Создание революционных организаций якобинского клуба и клуба кордильеров, выпуск газеты «Друг народа», дебаты в Учредительном собрании, бедственное положение королевской четы, гневные высказывания вождей Французской революции, распоряжения городских властей, волнения в рядах национальной гвардии, — ничто не оставалось без внимания Симолина. Информация с его замечаниями немедленно отправлялась в Петербург.
Конечно, такая мелкая личность, как «Честный доброволец», не был посвящен ни в тайны королевского двора, ни в замыслы вождей революции, ни в планы русского посла. Но чутье подсказывало ему, что в Париже грядут важные политические события. Главное — предугадать их и понять, какую из них можно извлечь личную пользу.
Каждый день «Честный доброволец» крутился возле дома русского посла. Он понимал, что за самим Симолиным не стоит следить. Маршруты передвижения по городу столь важной особы известны. Не будет он устраивать тайных встреч: слишком приметен и известен для этого.
А вот помощники и обслуга посла!..
Из немногочисленного окружения Симолина внимание шпика привлек русский юноша — то ли слуга, то ли мелкий чиновник посольства. Он никогда не прогуливался по улицам Парижа. Выходил из дома по вечерам: четыре-пять раз в неделю. Шел деловито, поспешно, иногда озирался. Минут через десять его нагоняла малоприметная карета. На мгновение она останавливалась, юноша вскакивал в нее, кучер щелкал кнутом, и лошади во весь опор неслись дальше, в вечерних сумерках Парижа.
Возвращался загадочный русский юноша обычно через полтора-два часа.
Из кареты он высаживался за несколько кварталов от дома посла.
«Честный доброволец» недоумевал: молодой человек не значился в списке русских дипломатов и их прислуги…
Бывший кладбищенский землекоп пришел к выводу: таинственный юноша является связным между русским послом и очень важными особами Франции.
Но кто они?
«Возможно, след ведет к королевской чете…» — предположил «Честный доброволец».
«Остается лишь одно из двух: либо погибнуть от меча мятежников, если они победят, и, следовательно, потерять все, либо остаться под пятой деспотичных людей…
Вот какое будущее, и, вероятно, роковой момент наступит раньше, чем мы того ожидаем, если сами не решимся проявить твердость, применить силу, дабы овладеть общественным мнением. Поверьте мне, все сказанное не плод экзальтированных мыслей, оно не вызвано неприятием нашего положения или страстным желанием немедленно приступить к действиям…
Положение наше (короля и королевы) ужасно, так ужасно, что его и не представить тем, кого нет сейчас в Париже…

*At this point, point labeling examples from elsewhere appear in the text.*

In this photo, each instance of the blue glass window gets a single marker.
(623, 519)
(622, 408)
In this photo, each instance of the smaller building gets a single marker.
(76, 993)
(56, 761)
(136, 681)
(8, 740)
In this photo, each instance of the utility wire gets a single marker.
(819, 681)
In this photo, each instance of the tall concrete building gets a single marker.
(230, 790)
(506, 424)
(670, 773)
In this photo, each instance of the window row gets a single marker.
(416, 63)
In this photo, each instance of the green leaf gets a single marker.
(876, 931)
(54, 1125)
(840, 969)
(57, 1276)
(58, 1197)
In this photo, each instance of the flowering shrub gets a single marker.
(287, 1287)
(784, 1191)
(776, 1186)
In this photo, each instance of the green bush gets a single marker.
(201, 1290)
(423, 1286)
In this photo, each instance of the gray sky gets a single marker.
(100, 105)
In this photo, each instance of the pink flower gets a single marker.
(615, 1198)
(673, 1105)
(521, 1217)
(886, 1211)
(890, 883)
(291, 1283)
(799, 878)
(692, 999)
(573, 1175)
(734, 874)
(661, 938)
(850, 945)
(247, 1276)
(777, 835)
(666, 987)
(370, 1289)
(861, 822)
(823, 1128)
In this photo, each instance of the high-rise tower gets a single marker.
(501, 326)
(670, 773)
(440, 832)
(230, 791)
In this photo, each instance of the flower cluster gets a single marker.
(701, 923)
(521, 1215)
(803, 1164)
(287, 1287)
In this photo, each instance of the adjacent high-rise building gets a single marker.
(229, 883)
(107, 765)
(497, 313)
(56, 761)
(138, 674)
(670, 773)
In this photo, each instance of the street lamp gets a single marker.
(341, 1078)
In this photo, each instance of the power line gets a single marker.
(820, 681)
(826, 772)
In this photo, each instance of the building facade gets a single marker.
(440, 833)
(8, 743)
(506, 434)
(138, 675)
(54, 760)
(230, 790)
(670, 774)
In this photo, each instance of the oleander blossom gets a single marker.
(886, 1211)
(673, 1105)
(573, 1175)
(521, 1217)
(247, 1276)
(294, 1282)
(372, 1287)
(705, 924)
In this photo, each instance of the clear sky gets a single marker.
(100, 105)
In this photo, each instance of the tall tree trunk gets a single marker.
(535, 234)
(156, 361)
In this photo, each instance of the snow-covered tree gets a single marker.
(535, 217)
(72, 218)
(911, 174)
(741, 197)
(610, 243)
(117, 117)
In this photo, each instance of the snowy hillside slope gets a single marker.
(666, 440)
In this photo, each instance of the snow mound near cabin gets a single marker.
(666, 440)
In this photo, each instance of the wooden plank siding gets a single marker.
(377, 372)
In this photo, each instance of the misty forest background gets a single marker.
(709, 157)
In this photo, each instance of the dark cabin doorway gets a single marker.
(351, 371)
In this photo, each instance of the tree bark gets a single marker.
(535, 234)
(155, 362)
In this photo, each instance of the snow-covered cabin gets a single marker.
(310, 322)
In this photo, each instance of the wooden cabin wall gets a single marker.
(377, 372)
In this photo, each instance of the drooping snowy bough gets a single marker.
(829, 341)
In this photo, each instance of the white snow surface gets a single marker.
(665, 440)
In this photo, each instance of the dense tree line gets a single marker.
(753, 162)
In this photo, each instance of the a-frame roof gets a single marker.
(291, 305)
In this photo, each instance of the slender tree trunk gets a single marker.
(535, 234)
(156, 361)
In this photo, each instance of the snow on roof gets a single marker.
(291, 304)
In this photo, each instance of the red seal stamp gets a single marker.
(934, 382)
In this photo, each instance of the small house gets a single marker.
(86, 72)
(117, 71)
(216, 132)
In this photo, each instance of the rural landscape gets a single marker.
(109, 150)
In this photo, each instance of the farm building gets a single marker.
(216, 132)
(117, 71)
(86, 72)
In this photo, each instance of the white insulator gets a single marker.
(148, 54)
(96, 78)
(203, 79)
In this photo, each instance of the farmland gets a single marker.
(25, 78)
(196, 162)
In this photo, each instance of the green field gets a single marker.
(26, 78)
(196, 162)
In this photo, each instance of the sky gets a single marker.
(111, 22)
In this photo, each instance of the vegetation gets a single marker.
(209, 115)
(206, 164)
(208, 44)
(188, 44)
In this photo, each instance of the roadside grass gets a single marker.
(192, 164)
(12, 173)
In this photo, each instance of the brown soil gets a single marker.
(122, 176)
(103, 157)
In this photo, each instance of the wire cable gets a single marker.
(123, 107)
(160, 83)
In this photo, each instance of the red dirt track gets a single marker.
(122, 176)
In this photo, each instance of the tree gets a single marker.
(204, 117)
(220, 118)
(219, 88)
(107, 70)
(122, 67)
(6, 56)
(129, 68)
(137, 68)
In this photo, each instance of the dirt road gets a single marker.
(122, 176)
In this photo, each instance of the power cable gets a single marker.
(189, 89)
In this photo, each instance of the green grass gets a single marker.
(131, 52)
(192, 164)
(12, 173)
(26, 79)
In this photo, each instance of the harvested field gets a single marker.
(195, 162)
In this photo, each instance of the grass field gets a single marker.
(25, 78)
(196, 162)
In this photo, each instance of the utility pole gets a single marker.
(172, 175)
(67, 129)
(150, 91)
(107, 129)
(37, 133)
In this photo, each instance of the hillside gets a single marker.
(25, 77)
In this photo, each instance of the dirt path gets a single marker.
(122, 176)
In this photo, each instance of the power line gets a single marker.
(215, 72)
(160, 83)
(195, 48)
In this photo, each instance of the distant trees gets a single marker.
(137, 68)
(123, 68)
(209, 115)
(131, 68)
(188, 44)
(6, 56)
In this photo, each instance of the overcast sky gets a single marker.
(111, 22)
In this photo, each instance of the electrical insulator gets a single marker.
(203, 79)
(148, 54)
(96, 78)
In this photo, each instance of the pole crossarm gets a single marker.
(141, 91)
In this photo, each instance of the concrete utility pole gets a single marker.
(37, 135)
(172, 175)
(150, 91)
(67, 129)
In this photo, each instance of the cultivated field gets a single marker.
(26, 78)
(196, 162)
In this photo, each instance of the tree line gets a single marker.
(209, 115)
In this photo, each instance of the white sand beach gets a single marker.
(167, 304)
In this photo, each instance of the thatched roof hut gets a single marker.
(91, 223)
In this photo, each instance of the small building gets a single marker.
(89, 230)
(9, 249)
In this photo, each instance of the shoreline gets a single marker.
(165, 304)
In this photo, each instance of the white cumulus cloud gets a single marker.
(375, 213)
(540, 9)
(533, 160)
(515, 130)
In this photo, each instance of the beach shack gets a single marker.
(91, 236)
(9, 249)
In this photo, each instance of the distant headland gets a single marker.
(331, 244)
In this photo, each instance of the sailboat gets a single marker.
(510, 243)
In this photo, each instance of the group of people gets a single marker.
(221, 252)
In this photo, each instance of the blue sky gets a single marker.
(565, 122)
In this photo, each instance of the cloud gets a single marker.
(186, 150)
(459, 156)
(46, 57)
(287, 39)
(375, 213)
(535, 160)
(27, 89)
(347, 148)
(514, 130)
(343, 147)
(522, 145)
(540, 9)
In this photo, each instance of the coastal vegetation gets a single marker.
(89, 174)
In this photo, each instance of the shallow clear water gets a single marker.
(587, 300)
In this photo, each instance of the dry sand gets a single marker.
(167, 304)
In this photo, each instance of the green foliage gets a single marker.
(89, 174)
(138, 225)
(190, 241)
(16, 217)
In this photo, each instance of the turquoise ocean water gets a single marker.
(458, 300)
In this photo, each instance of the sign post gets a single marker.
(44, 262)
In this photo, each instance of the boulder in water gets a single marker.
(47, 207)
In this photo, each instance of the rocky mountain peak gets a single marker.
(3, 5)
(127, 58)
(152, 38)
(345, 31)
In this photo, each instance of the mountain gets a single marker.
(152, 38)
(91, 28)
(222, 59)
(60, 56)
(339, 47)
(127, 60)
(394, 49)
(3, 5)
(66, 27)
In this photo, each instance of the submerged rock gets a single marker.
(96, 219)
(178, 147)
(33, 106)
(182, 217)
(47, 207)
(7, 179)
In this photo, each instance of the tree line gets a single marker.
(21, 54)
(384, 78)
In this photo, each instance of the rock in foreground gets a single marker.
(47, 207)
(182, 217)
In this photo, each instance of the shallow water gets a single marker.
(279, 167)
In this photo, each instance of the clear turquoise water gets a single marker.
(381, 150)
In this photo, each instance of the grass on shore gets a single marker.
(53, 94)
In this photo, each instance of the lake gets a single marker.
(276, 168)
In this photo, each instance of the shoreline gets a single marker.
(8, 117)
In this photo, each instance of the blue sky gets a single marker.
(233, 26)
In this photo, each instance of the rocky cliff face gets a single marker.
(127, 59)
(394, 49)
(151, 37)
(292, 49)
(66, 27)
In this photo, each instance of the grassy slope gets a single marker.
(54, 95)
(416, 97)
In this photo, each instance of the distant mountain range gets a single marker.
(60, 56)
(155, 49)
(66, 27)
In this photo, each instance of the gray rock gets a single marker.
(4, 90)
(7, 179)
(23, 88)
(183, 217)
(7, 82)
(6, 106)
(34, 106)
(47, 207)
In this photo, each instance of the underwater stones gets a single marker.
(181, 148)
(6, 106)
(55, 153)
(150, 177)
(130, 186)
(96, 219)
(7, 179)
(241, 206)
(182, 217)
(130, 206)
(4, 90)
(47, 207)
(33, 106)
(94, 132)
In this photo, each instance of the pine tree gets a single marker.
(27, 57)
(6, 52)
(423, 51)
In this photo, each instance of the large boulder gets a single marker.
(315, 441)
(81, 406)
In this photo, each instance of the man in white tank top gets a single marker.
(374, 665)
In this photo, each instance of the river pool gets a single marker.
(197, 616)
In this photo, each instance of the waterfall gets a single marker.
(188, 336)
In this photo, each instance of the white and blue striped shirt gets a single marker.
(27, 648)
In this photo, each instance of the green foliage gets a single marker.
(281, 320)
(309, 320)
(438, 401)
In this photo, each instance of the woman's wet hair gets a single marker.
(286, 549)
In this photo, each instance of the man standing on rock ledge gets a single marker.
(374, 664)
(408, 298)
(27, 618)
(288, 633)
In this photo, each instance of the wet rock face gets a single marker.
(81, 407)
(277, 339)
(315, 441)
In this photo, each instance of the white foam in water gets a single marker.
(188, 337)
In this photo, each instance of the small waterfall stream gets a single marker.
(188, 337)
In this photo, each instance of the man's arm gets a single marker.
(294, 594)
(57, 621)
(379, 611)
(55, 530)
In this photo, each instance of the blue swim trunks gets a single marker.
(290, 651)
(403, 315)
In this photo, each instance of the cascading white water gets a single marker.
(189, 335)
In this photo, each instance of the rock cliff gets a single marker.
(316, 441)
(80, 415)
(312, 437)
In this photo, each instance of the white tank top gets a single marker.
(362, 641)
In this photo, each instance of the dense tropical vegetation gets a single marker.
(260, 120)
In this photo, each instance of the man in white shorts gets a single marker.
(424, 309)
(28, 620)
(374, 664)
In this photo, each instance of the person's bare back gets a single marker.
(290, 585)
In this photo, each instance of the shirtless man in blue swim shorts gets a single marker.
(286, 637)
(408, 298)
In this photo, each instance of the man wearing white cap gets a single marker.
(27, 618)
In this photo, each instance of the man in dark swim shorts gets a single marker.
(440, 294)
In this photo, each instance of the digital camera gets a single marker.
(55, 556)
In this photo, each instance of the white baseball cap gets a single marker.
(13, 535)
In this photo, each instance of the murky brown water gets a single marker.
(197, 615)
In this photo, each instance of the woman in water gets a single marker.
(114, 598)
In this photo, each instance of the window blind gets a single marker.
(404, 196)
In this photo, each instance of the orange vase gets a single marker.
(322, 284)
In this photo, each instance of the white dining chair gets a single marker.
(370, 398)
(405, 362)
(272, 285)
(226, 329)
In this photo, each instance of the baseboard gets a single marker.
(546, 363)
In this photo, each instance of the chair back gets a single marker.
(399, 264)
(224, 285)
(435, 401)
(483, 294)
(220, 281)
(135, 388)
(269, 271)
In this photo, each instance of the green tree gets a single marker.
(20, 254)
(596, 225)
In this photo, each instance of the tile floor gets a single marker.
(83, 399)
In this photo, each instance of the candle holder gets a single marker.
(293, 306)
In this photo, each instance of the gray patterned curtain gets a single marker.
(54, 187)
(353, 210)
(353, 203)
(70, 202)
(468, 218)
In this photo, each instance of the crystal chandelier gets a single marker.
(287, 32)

Поверьте мне, я не преувеличиваю опасности. Вам хорошо известно, что всегда основным моим правилом было по возможности проявлять уступчивость, я надеялась на время и перемену общественного мнения. Но сегодня все изменилось; мы должны либо погибнуть, либо ступить на единственный путь, который нам еще не закрыт. Мы отнюдь не ослеплены настолько, чтобы считать этот путь безопасным; но если уж нам и предначертана гибель, то пусть она будет хоть славной, после того как мы сделаем все, дабы умереть достойно и выполнить свой долг перед религией…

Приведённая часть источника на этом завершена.